Masculinizing and Emasculating in Domestic Space: Comparative Studies of Homebound (1967) and Anatomy of a Fall (2023)

Keywords: Space, Gender, Domestic, Verticality, Communism

Abstract

By comparing the gender division of labor in domestic space in both Homebound (1967) and Anatomy of a Fall (2023), I address the issue of masculinizing and emasculating on the counter gender with a spatial perspective. First, physical mobility decides the prior access to the public sphere as well as the position of the householder psychologically. Also, the typical and conventional vertical structure of "home" in both films visualizes the gender hierarchy and its collapse within the domestic space. The vertical structure embodies the historically inherited phallus worship symbolically. In this sense, it encounters the requirement of a new space structure that claims gender equality.
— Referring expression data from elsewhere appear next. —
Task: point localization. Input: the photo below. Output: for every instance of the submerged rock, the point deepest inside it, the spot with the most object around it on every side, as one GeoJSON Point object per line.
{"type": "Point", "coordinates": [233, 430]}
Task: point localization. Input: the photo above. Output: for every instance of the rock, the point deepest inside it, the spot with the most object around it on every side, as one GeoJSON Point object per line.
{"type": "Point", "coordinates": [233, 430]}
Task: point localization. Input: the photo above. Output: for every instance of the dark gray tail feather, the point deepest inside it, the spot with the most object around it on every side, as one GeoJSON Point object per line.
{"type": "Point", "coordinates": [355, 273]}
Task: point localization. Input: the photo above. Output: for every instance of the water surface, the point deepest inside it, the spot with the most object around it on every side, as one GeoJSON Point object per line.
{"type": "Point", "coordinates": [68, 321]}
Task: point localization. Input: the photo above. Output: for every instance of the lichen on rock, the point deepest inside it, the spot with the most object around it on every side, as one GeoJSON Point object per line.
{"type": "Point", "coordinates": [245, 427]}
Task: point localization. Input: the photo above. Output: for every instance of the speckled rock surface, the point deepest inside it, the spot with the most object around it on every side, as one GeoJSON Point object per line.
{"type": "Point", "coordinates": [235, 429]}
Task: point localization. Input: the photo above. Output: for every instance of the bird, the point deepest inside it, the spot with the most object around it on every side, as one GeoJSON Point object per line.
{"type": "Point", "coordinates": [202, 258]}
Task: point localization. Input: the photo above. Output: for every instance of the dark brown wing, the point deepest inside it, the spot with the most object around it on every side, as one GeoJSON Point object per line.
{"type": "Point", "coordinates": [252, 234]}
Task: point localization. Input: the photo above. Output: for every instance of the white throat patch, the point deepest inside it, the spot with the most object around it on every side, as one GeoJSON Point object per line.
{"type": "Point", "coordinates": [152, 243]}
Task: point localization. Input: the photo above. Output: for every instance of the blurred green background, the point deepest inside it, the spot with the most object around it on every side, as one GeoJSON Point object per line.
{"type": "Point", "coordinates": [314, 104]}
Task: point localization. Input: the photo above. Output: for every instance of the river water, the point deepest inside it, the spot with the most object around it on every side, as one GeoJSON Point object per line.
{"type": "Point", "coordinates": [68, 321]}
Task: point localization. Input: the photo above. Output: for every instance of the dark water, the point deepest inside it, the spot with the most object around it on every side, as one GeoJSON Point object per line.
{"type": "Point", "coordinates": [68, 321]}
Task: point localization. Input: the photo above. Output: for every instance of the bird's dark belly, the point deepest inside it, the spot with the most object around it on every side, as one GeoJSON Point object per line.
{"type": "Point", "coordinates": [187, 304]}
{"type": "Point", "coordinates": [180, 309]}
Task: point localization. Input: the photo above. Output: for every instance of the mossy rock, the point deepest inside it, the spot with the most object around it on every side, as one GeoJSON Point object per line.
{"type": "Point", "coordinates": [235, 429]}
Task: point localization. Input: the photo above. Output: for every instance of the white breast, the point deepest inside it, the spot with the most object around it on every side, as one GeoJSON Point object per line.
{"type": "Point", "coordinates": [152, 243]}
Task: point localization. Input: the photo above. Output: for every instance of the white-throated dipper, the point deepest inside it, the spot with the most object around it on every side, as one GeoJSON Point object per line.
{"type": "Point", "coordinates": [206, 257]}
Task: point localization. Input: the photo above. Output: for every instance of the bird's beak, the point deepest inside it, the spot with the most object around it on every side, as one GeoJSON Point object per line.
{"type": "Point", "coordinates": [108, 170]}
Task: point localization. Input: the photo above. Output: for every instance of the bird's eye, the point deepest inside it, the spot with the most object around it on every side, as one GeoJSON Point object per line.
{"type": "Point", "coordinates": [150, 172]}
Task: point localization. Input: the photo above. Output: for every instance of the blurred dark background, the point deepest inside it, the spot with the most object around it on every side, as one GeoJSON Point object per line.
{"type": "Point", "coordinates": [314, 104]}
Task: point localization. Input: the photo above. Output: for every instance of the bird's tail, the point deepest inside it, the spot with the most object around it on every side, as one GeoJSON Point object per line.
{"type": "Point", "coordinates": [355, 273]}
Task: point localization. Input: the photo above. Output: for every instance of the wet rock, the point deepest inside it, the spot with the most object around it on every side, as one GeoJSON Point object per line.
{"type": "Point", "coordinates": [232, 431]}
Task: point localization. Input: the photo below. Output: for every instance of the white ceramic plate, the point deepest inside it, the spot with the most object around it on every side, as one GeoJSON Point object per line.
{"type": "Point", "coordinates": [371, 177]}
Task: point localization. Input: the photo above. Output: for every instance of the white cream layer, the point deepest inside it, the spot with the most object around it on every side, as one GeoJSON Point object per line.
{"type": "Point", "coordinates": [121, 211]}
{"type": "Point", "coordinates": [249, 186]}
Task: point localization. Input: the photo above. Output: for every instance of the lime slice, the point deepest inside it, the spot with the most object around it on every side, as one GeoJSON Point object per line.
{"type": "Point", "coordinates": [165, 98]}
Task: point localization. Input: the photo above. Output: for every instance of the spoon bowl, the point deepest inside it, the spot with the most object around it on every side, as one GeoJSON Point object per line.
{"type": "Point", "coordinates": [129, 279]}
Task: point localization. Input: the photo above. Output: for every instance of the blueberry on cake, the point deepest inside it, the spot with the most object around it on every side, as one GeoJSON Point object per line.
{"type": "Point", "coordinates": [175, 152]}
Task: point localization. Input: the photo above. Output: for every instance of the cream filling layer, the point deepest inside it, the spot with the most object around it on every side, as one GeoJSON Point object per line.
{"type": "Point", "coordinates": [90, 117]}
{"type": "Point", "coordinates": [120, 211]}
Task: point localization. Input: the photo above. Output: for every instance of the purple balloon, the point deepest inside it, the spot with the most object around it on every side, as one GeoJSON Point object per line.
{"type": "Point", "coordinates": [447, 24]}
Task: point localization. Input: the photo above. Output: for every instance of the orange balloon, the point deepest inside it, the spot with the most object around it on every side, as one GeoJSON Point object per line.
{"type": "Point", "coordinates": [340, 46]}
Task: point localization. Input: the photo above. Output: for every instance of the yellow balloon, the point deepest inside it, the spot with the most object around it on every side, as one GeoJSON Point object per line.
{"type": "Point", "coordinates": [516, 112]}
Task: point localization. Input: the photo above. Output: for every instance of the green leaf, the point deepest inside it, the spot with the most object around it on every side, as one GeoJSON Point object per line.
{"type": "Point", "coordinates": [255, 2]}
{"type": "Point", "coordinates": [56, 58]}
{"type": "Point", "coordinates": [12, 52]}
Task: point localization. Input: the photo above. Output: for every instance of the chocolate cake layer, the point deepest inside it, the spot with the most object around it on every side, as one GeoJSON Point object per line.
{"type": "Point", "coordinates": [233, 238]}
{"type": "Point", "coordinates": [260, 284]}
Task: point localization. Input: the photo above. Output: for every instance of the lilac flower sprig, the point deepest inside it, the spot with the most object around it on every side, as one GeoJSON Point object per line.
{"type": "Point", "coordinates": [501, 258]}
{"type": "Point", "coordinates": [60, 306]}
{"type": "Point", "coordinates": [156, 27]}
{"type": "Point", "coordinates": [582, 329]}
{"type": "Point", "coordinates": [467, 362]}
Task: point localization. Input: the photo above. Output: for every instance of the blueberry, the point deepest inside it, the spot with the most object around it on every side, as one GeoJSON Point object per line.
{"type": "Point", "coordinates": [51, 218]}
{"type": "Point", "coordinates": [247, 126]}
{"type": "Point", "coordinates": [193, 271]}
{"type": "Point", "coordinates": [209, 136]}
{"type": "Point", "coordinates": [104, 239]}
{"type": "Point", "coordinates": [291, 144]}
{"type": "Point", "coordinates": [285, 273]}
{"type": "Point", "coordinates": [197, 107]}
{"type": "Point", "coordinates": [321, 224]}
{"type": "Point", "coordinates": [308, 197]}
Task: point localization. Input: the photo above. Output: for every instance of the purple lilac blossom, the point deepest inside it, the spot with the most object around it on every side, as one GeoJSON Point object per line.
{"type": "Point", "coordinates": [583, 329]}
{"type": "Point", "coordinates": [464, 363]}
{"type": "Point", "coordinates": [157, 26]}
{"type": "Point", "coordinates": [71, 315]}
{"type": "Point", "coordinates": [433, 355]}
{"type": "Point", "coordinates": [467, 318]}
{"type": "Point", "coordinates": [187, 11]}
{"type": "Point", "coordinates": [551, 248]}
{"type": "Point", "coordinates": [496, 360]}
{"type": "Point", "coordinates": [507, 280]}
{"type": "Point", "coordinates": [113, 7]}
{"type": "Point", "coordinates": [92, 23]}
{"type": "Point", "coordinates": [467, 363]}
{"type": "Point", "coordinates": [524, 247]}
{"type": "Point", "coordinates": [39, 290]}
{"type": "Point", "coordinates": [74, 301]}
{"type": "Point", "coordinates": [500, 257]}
Approaching the ideal model with practice case of functionalism in architecture, I recount the controversy of the radical equality at the geographic level practiced in communist society by architecture and other supporting mechanisms, which drives the interrogation of the essential association between capitalist structure and male subjectivity since the former, including the basic concepts of private property and liberal market-based competition, is designed and extended by the latter in a biologic sense.

Author Biography

Abigail He is a freelance writer and graduate student of Interdisciplinary Studies at New York University. Her research interests include urban spatial theories, functionalism, visual art, and modern history of East Asian societies. She is attracted by the radical debate of gender issues within space and architecture in her writing. She tries to rouse discreet thinking about the intangible power pattern crossing different disciplines. She earned her bachelor's and master's degrees in history and Historical Geography. For six months, she was an intern at ByteDance, working on the cooperation of music copyright matters. 

During her undergraduate years, she learned Korean and conducted research about the Ancient Sino-Korean relationship. Then, she focused on Frontier Geography, especially the boundary between China and North Korea. Her master's dissertation is focused on the Korean society on the border during the period of the Republic of China, which leads her to read related literature of sociology and anthropology.